Sydney Film Festival 2006: Little Miss Sunshine



Little Miss Sunshine, directed by Jonathon Dayton and Valerie Faris 2006.

Now as a rule I purposely avoided picking films at the Sydney Film Festival that I thought I would be easy to see at home. Little Miss Sunshine was the one film that completely broke my will to follow that mandate and now I have the pleasure of sharing this review with everyone.

I'm an admitted Steve Carrell fan, so when I saw he had a new comedy I immediately wanted to see this film. For those of you who are not huge fans of Steve Carell, never worry. He is only one player amidst an excellent cast. In fact, if I were only allowed to tell you one thing about this film it would be that Alan Arkin absolutely steals the show. I'm not even sure that I realized he was in the movie going in, but I was incredibly impressed by this comedic performance of his as a grandfather with a Heroin addiction.
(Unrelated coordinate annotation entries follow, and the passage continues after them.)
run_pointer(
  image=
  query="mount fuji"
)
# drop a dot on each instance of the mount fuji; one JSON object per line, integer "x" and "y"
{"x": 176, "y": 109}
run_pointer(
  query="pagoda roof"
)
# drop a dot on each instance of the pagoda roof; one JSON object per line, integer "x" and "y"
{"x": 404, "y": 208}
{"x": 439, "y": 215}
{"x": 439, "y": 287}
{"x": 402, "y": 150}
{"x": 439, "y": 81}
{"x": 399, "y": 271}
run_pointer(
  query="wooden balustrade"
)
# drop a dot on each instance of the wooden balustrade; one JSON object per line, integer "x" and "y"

This film is about a family, a highly dysfunctonaly family. The head of the household is played by Greg Kinnear. Richard is a motivational speaker whose spiels focus on how to be a winner and not a loser, although one begins to wonder who he is trying to convince. Steve Carrell is the uncle who unsuccessfully tries to commit suicide. Kinnear's wife Sheryl is the only normal one of the family that is rounded out by Dwayne, your typical angst riddent teenager who so desperately wants to be an air force pilot that he's taken a vow of silence until he achieves that goal.
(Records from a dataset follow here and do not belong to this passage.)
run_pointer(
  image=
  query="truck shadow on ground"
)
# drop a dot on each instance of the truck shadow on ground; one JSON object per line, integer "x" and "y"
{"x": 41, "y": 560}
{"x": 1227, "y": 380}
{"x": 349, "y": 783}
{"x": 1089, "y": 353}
From this weird almagation of a family arises an incrediby funny family road film. The entire family up and heads out to California in a beat up VW van because the youngest of the family, Olive has won a beauty pageant by default and now has a chance to compete in the "Little Miss Sunshine" beauty pageant.

I really don't want to say much more than that about the film, because anything I might say would potentially ruin some of the surprises and humor of the film. Perhaps I would be best served by noting that even though I was horribly sick when I went to see this film, I still ended up hacking up a lung in the theater because I couldn't contain my laughter. Easily one of the best American films I've seen this year.
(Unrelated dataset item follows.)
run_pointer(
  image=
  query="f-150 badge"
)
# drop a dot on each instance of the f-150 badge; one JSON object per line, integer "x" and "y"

Oh and one last little note. There were some brief moments where I felt the film teetered on the edge of being overly sappy with a forced moral message. Thankfully it avoids these pitfalls. That isn't to say there isn't a message or depth to the film, it just means the writing was good enough it didn't need to resort to the cheap emotional string pulling many films degrade into.

***and a half Stars

2 comments:

Brandon said...

Can't wait for this one. Hitting Kimball's any day now. Goodie, goodie.

Grinth said...

I'll be really interested to see what you think. My gut tells me you'll probably love it, but its been my experience that comedy's are by far the hardest genre to predict or recommend to another person.